The rest of it, you probably already have the gist of it – lots and lots of shooting of bugs, a mix of some early-ish CG that more or less holds up, well, better than a lot of the era, mainly because there’s enough practical effects and delightful models mixed in to keep the disbelief a little suspended, which alongside some impeccable production design makes this a delight to revisit.

Now, famously this had something of a frosty reception back on release, but has been reappraised over the years. We’ll get to that, but most of these reappraisals don’t tend to place a lot of focus on how much fun Starship Troopers is, and they really should. It’s a riot, with a great blend of over the top humour and action that’s more satisfying than any superhero film.

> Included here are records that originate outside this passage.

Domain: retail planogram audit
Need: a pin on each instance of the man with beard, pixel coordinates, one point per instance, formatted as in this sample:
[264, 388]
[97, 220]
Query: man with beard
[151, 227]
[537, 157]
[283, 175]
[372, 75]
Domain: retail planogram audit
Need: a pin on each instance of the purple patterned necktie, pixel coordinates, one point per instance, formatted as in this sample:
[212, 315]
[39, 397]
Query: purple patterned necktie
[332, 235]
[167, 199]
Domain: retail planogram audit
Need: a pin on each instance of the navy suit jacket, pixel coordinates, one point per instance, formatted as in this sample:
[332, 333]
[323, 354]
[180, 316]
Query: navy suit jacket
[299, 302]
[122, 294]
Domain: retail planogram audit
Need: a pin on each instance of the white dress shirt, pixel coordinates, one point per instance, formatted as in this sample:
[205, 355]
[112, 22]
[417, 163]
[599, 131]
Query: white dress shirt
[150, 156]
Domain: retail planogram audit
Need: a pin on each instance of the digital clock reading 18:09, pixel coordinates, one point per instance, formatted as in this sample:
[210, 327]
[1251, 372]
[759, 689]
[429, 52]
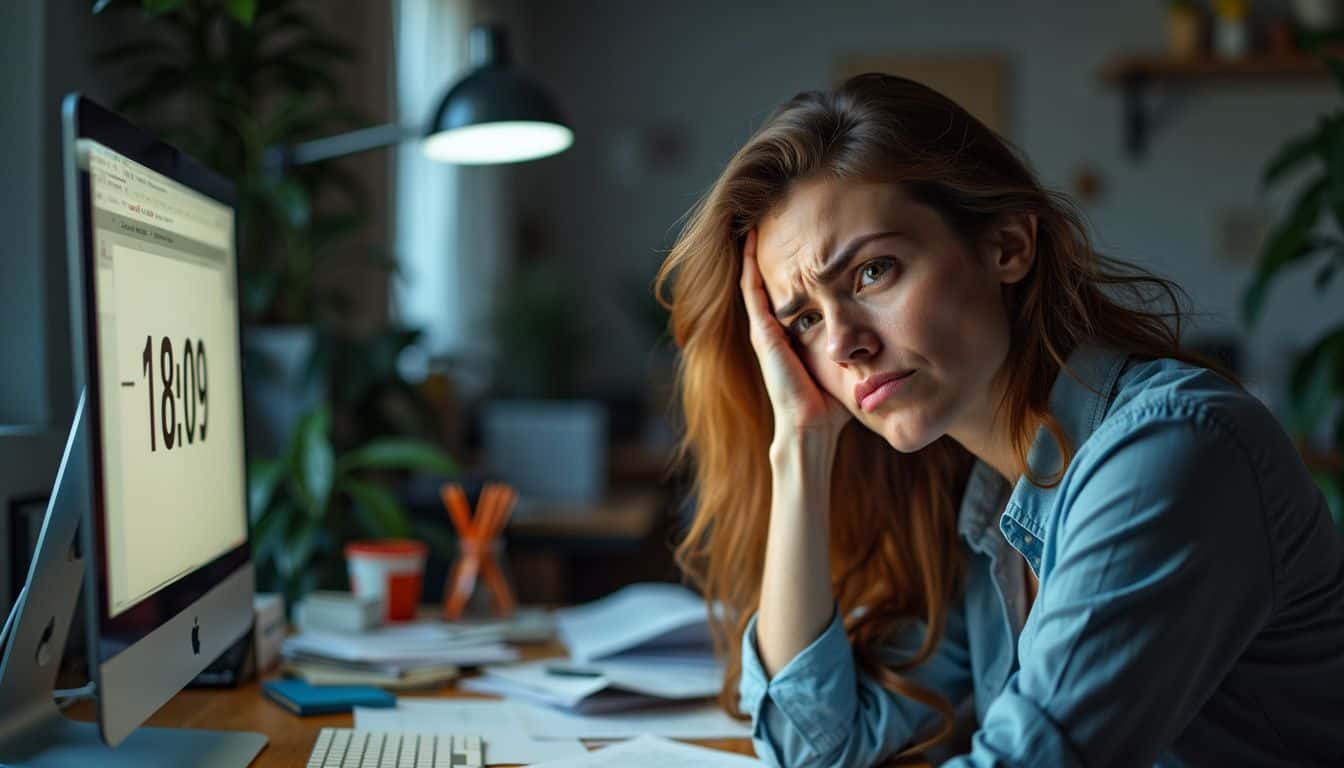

Said reappraisals are more about pointing out, apparently to the terminally stupid, that this is not, in fact, glorifying a fascist state and it’s lust for violence, but satirising this. I have long been unable to fathom how the former view ever came about, as this is very much a film where it’s irony is clearly visible from space with the naked eye. Of course a director who grew up in a country occupied by a fascist regime did not make a pro-fascist film. Dummies.

For a movie that is, on the face of it, stupid, it’s got a lot to say for itself. Mostly in ways that have become more obviously relevant over the past few years, sadly. The continuing march of the military industrial complex, the continual need for an enemy to justify that, the media manipulation that vilifies that enemy and “others” them, and all the other signposts on the way to a fascist state, and applies just as well inside the USA that it’s referencing, as seen with the militarised police response to BLM demonstrations and the like.

So, a deeply depressing film to put any thought into, but a wildly entertaining one on the surface of things. Highly recommended.